Perdón por autocitarme. En un artículo publicado en este periódico (21-10-17), previamente a las últimas elecciones, decía lo siguiente: «Y con un nuevo Gobierno en la Generalitat ¿qué va a pasar? Posiblemente seguiremos en las mismas, aunque entonces hablaremos ya del procés 2. Porque un nuevo Gobierno en Cataluña no solucionará el conflicto. En la continua búsqueda de comparaciones con otros conflictos independentistas en el mundo (Escocia, Quebec, Kosovo, Eslovenia…), Cataluña se parece cada día más al Ulster, que se hizo eterno y finalizó por extinción. El enquistamiento del problema va para lejos y la solución no se atisba por ningún lado, ya que las posturas son claramente irreconciliables».

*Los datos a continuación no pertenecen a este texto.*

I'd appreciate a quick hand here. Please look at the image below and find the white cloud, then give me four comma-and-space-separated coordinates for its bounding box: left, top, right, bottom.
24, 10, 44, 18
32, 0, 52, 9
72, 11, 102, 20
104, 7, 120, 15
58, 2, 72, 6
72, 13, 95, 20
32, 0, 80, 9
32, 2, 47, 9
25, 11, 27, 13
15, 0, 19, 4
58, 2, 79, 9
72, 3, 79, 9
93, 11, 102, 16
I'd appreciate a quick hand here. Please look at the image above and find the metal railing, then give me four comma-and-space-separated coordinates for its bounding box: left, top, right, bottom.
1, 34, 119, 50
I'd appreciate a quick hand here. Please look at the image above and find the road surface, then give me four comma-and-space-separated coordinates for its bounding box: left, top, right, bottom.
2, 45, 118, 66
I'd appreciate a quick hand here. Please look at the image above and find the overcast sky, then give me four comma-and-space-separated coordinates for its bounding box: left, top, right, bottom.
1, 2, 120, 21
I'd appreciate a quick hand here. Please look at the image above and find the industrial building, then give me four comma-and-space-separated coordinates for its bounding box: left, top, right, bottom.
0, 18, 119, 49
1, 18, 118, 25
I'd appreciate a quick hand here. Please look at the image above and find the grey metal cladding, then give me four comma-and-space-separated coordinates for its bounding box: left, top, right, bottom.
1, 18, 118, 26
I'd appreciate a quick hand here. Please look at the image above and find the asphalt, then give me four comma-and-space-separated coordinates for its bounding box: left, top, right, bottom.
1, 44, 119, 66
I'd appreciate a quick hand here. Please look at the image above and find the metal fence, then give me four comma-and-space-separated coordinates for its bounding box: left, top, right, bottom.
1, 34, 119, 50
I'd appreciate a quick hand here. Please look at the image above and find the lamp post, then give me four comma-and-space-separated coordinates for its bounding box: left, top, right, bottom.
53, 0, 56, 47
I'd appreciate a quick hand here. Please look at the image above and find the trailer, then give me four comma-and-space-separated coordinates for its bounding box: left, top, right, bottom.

Pues en esas estamos. En las últimas elecciones de Cataluña, celebradas el 21 de este mes de diciembre, no se han movido los porcentajes. El bloque independentista se sigue moviendo en torno al 48%, exactamente igual que hace 18 años. Ni aumenta ni disminuye. Y el bloque no independentista se mueve en torno al 52%, también igual que hace otros tantos años. Ahora ha habido más participación, pero el incremento se ha repartido a partes iguales. Ha habido modificaciones entre los partidos individualmente, pero por bloques los números no se han movido.

¿Y ahora, qué? Los 70 escaños logrados por JxC, ERC y la CUP no despejan el horizonte, más bien dicho resultado augura un incierto comienzo de la próxima legislatura que no parece asegurar de entrada una automática estabilización de su vida política. Quizás los dos aspectos más llamativos hayan sido el gran triunfo de Ciudadanos y la leve pérdida de votos y escaños de los independentistas. Pero ninguno de los dos aspectos es relevante ya que los posicionamientos de los bloques se mantienen básicamente igual. Los independentistas carecen de una mayoría social desde la que legitimar la ruptura y los constitucionalistas no han avanzado significativamente. Una vez más, la CUP, una organización antisistema, tiene la llave de la mayoría absoluta. Vista la experiencia de la legislatura anterior, Puigdemont y Junqueras deben calibrar hasta qué punto compensa arrojarse en sus brazos sabiendo cómo ha terminado el procés 1.

Por otro lado, la peculiar situación judicial de sus principales dirigentes (fugados o encarcelados) presentan una endiablada casuística jurídica para ocupar los escaños obtenidos, y más aún para investir a un presidente. Todo ello implica una preocupante incertidumbre, porque la independencia, entendida como proyecto de ruptura unilateral ha fracasado, y volverá a fracasar, puesto que el Estado ya ha demostrado que sabe impedirlo, la UE lo rechaza y la economía catalana no lo aguanta.

Todos los partidos tienen problemas para hacer valer sus posturas. Los que han ganado en escaños (en una democracia parlamentaria gana quien es capaz de aglutinar más escaños en torno a su propuesta), o sea los independentistas, no pueden volver a seguir la misma hoja de ruta que en su última época, por inviable, inconstitucional y peligrosa, incluso para ellos mismos. Tampoco pueden renunciar totalmente a sus postulados soberanistas, pues sus votantes quedarían frustrados. Difícil papeleta. Ciudadanos proseguirá su larga marcha por ocupar el lugar del PP, ahora fuera de Cataluña. Y el PSOE tendrá que finalizar con sus equilibrios y ambigüedades, para lo que el PSC le ayuda más bien poco. Lo mismo que le sucede con el PSE en el País Vasco. Quizás fuera éste un buen momento para que los dos grandes partidos cedan por fin en su rechazo al cambio de la ley electoral en lo tocante a la prima electoral que tienen los partidos nacionalistas.

Con una participación del 82%, el resultado de este 21-D ofrece una fotografía muy precisa de la realidad catalana. Y más aún cuando este resultado se repite una y otra vez. Los soberanistas catalanes tienen acceso a un poder legítimo aunque no tengan una mayoría social. Estamos hablando de una sociedad dividida en dos partes prácticamente iguales. Tan catalanes unos como otros. Por lo tanto, sobran todas las descalificaciones de unos y otros contra los adversarios. Parece ser que más elecciones no desempatan la cuestión demográfica y social sino que la ratifican. Ahora la conllevancia ya no es entre España y Cataluña sino entre los propios catalanes. Quizás sea el momento de empezar a preocuparse por los problemas reales de la gente de Cataluña, cada uno desde sus legítimos postulados. Porque los que piden diálogo fuera de la Constitución o un referéndum pactado son perfectamente conscientes de la imposibilidad de tales soluciones. Lo que hace falta ahora es que reaparezca la razón política y el concepto de Estado regulador, con equidad y solidaridad. Al final habremos descubierto el Mediterráneo.